More delicious vegan ice cream recipes:
- Vegan Biscoff Ice Cream
- Vegan Chocolate Ice Cream (and Chocolate Orange Ice Cream)
- Vegan Butter Pecan Ice Cream
Vegan Coffee Ice Cream (GF)
Ingredients
Coffee ice cream made with espresso:
- 240 g cashews
- 240 ml (1 cup) evaporated coconut milk chilled
- 120 ml (1/2 cup) 4 espressos chilled
- 280 ml (1 1/6 cups) cold water
- 320 g sweetened condensed coconut milk chilled
- 1/8 tsp salt
- 1 tsp vanilla extract
- 1/3 tsp soy lecithin
- 1/4 tsp guar gum
Coffee ice cream made with instant coffee:
- 240 g cashews
- 240 ml (1/2 cup) evaporated coconut milk chilled
- 400 ml (1 2/3 cup) cold water
- 320 g sweetened condensed coconut milk chilled
- 1/18 tsp salt
- 1 tsp vanilla extract
- 8 tsp instant coffee
- 1/3 tsp soy lecithin
- 1/4 tsp guar gum
Instructions
- Make sure to put the ice cream maker container in the freezer at least 12 hours before you start making ice cream. For best result, chill in the freezer also the container in which you'll store the ice cream.

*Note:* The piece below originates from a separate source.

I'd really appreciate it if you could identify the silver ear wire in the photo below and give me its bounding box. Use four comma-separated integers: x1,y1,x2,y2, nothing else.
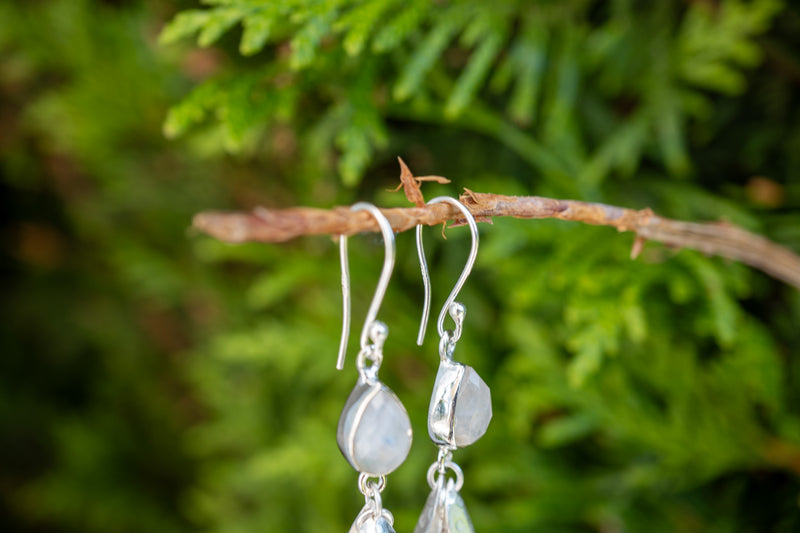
336,202,395,370
417,196,479,346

- If making coffee ice cream with an espresso machine, make 4 espressos (each should be 30 ml) and put them in the refrigerator to chill completely.
- Add all ingredients for the ice cream into a blender and blend together well. Make sure the mixture is really smooth.
- For best results, chill the mixture in the refrigerator for a couple of hours or overnight before proceeding.
- Take the mixture out of the refrigerator and give it a stir. When the ice cream machine is running, pour the mixture into the ice cream machine. Churn according to directions.
- After ice cream is made in the ice cream machine, take it out and transfer it to a freezer-safe container. Seal the container and put it in the freezer for a couple of hours, so that the ice cream hardens even more.